A Gender Rights Activist working with the tribal and marginalized communities in india, Srilekha is a PhD scholar working on understanding body and sexuality among tribal girls, to fill the gaps in research around indigenous women and their stories. Srilekha has worked extensively at the grassroots level with community based organisations, through several advocacy initiatives around Gender, Mental Health, Menstrual Hygiene and Sexual and Reproductive Health Rights (SRHR) for the indigenous in Jharkhand, over the last 6 years.

Srilekha has also contributed to sustainable livelihood projects and legal aid programs for survivors of sex trafficking. She has been conducting research based programs on maternal health, mental health, gender based violence, sex and sexuality. Her interest lies in conducting workshops for young people on life skills, feminism, gender and sexuality, trauma, resilience and interpersonal relationships.

A Guwahati-based college student pursuing her Masters in Tata Institute of Social Sciences, Bidisha started the #BleedwithDignity campaign on the technology platform Change.org, demanding that the Government of Assam install
biodegradable sanitary pad vending machines in all government schools across the state. Her petition on Change.org has already gathered support from over 90000 people and continues to grow.
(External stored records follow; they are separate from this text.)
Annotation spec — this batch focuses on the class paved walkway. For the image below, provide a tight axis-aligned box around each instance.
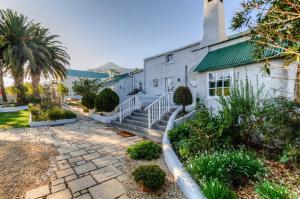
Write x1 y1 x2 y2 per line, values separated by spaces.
0 120 141 199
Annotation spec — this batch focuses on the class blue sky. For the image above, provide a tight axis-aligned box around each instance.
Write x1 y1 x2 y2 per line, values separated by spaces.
0 0 242 83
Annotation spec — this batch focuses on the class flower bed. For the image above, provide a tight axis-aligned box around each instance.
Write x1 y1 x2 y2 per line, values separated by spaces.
29 105 76 127
168 80 300 199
Bidisha was selected in Change.org’s flagship program ‘She Creates Change’ having run successful online advocacy
campaigns, which were widely recognised. Through the #BleedwithDignity campaign; she organised and celebrated World Menstrual Hygiene Day, 2019 in Guwahati, Assam by hosting a wall mural by collaborating with local organisations. The initiative was widely covered by national and local media, and the mural was later inaugurated by the event’s chief guest Commissioner of Guwahati Municipal Corporation (GMC) Debeswar Malakar, IAS.